# DATEIEN einer (winamp-) Playlist in einen Ordner kopieren?



## Herbboy (20. November 2008)

Also: ich hab ne playlist zB bei winamp mit 200 songs, die wild verteilt sind in 150 Unterordnern meiner Musiksammlung, und die Dateien, die in der Playliste vorkommen, sollen halt in einen neuen Ordner zB auf einer externen HD kopiert werden.

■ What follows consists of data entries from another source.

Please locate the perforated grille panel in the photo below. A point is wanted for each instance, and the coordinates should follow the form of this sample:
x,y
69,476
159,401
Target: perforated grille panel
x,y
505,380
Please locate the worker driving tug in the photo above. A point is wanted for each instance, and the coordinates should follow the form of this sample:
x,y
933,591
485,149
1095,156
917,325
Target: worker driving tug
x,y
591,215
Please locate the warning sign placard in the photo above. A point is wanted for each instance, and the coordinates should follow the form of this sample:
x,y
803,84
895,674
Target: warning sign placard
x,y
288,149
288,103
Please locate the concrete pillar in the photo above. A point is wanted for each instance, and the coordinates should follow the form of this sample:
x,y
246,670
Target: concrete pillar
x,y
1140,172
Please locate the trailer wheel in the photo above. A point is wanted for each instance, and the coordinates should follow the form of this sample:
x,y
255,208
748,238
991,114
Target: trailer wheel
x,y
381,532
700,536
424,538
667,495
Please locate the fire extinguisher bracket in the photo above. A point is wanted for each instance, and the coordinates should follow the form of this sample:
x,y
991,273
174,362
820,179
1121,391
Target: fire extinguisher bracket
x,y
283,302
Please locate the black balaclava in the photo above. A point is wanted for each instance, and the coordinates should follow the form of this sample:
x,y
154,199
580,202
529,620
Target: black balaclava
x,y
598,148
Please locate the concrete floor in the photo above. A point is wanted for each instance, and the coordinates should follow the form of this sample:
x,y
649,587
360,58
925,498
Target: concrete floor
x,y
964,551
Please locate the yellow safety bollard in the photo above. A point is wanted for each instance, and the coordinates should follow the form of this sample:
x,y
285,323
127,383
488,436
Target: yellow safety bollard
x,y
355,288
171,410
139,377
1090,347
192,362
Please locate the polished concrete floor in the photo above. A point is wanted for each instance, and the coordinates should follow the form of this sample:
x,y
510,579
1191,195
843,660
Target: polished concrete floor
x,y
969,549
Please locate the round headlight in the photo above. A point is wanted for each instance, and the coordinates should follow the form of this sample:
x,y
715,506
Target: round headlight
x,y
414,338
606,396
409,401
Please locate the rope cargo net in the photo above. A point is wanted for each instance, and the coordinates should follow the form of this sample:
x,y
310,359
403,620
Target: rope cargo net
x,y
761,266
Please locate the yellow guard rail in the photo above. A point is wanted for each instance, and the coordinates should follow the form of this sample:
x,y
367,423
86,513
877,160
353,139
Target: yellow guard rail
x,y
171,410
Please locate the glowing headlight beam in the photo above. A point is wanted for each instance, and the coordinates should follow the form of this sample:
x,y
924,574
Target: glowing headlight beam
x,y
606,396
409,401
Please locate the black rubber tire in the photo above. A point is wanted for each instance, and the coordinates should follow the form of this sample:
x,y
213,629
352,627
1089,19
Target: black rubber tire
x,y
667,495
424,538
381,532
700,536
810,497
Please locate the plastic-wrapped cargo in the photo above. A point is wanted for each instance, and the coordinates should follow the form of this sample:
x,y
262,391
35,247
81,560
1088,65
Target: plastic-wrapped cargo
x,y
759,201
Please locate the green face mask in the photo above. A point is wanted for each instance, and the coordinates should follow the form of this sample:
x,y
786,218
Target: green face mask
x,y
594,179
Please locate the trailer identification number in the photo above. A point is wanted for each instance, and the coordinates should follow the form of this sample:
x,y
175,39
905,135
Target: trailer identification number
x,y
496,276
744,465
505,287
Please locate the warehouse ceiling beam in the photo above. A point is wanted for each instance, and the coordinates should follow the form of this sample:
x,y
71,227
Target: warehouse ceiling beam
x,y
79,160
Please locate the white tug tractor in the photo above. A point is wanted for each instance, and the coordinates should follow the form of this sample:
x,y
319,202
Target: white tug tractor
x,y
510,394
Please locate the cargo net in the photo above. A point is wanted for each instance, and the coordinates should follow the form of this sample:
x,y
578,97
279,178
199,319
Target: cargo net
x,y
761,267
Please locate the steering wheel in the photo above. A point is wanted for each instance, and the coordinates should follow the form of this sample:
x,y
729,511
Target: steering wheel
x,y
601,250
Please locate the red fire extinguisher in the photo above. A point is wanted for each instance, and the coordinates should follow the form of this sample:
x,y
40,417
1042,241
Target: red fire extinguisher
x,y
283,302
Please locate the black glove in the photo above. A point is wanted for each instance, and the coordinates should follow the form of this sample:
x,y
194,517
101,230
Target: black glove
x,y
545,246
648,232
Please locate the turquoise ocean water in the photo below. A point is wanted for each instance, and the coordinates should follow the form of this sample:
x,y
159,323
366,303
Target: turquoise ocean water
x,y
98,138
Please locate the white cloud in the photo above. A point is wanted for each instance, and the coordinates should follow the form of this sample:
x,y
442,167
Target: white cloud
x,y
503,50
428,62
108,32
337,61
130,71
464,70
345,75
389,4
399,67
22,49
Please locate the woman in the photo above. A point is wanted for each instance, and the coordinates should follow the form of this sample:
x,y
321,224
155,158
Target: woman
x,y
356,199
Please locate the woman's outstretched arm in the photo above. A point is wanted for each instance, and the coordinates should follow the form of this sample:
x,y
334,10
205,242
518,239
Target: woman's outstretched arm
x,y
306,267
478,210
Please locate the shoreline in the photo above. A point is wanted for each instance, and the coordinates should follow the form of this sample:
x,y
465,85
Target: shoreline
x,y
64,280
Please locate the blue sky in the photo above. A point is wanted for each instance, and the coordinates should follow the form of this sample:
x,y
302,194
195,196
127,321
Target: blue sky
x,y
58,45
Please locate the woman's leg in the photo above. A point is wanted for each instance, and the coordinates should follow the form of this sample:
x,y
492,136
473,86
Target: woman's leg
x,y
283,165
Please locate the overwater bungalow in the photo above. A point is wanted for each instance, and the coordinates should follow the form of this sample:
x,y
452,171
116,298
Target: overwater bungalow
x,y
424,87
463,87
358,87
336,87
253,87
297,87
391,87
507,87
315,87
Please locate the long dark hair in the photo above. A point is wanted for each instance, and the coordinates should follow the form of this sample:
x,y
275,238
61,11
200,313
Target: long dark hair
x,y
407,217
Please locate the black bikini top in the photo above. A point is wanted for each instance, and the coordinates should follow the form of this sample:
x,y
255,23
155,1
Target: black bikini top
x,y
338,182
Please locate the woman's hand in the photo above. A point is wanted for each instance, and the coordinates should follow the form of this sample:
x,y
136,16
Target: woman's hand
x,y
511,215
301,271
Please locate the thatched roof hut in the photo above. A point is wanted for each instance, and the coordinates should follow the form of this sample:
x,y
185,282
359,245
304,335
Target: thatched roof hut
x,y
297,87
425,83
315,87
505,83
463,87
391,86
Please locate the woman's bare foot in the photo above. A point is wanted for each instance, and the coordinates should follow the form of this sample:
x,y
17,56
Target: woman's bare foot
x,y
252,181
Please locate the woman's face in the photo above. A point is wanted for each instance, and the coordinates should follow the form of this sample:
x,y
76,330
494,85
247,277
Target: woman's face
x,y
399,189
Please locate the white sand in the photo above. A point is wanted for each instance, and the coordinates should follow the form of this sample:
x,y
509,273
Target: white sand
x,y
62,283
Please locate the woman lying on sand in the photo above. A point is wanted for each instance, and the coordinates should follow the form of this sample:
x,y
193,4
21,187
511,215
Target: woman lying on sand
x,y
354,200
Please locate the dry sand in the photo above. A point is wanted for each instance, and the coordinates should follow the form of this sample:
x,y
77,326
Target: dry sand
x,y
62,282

Ich glaub so was gibt es, find es aber nicht mehr.


----------



## NixBlick (21. November 2008)

*AW: DATEIEN einer (wimamp-) Playlist in einen Ordner kopieren?*

Mir fällt nur Mediamonkey ein. Damit öffnest du die Playlist und klickst dann mit rechts auf Wiedergabeliste. Dann auf Senden an und da kannst du dann "Ordner (kopieren)" auswählen. 
Wenn du mehrere Playlisten hast, dann lass einfach Mediamonkey den/die Ordner scannen. Dann findet man die unter Playlisten->importiere m3u playlisten. Da geht das mit rechtsklick etc. auch.

Hier noch der Link zu MM 
MediaMonkey  Free Media Jukebox, Music Manager, CD Ripper & Converter


----------



## Herbboy (21. November 2008)

*AW: DATEIEN einer (wimamp-) Playlist in einen Ordner kopieren?*

o.k, danke. ich wollte halt einfach mal die lieder aller alben und sampler meiner samlung, die überhaupt in frage kommen (is für ne poarty), in die playlist laden, dann alles abspielen und die ungewollten lieder in der playlist einfach löschen, und was übrigbleibt dann rüberkopieren  

das ist viel einfacher als in jeden ordner zu gehen, die lieder anzuspielen und dann manuell einzeln rüberzukopieren...


----------



## Herbboy (27. November 2008)

hat wunderbar geklappt, thx


----------



## jetztaber (29. November 2008)

Ich lese das zwar zu spät, aber für diese Zwecke gibts noch den m3ucopier.


----------



## quantenslipstream (29. November 2008)

Du kannst mit Winamp aber auch die MP3s neu schreiben lassen und sie dann gemeinsam an einem Ort speichern.
Dann brauchst du die alten nicht mehr und kannst die vielen Unterordner löschen.


----------



## Herbboy (30. November 2008)

nein, die unterordnen sollten natürlich bestehen bleiben, das sind ja die ganzen alben meiner musiksammung. ich wollte nur von meiner sammlung einzelne lieder für eine party aus einzelnen alben in einen ordner kopieren, um den dann wiederum auf DVD zu brennen und per DVDplayer abzuspielen.


----------